The Canadian Art Database

Karoo Ashevakk

Born in 1940 in an encampment near Talurqjuaq [Taloyoak/Spence Bay] in the Kitikmeot region of Nunavut, Karoo Ashevak lived life on the land, following the traditional hunting lifestyle, until he moved to Talurqjuaq in 1960. Ashevak is noted for the unique exploration of his private world of dreams and Inuit shamanism in his mixed media sculpture. His playful, experimental approach encompasses a large visual métier - animation and humour - are vital elements in his carvings of spirits, shamans, arctic wildlife and human figures. Using primarily whalebone the artist also incorporates stone and ivory, caribou antler and baleen as inlaid detail or additional components.
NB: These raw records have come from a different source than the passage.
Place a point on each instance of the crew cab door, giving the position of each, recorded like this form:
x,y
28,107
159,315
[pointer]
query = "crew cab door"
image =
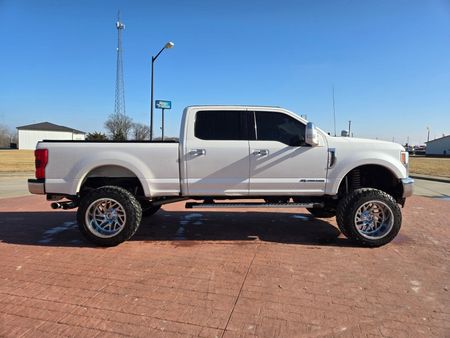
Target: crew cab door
x,y
280,161
217,154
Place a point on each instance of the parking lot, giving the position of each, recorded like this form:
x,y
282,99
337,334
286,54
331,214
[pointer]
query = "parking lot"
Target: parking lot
x,y
214,273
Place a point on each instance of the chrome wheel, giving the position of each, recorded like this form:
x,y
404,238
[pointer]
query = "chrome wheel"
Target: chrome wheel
x,y
105,217
374,219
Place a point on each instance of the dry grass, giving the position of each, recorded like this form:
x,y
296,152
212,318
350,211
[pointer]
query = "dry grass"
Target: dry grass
x,y
430,166
16,161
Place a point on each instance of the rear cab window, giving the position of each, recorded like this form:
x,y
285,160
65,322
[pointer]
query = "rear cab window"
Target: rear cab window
x,y
275,126
222,125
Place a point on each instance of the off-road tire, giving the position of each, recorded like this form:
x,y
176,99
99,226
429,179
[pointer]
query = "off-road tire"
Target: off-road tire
x,y
148,209
322,212
130,205
348,207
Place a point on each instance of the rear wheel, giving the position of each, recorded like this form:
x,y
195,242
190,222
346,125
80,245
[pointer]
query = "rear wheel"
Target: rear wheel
x,y
369,216
109,215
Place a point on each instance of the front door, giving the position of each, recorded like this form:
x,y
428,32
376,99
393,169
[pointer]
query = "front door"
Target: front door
x,y
217,156
281,164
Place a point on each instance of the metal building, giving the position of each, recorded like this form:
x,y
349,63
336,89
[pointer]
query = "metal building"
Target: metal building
x,y
29,135
439,146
During his short career he achieved special status within his community, and nearby Uqsuqtuq [Gjoa Haven], influencing an entire generation of Kitikmeot artists. Well known within Canada and the United States, Karoo Ashevak has had solo exhibitions in Toronto, Montreal and New York. The 1973 exhibition at the American Indian Arts Centre in New York City marked the height of his career, and the 1994 exhibition at the National Gallery in Ottawa signifies the continuing importance of his work in the context of contemporary Canadian art.

Karoo Ashevak died in October 1974 in a house fire at the age of thirty-four.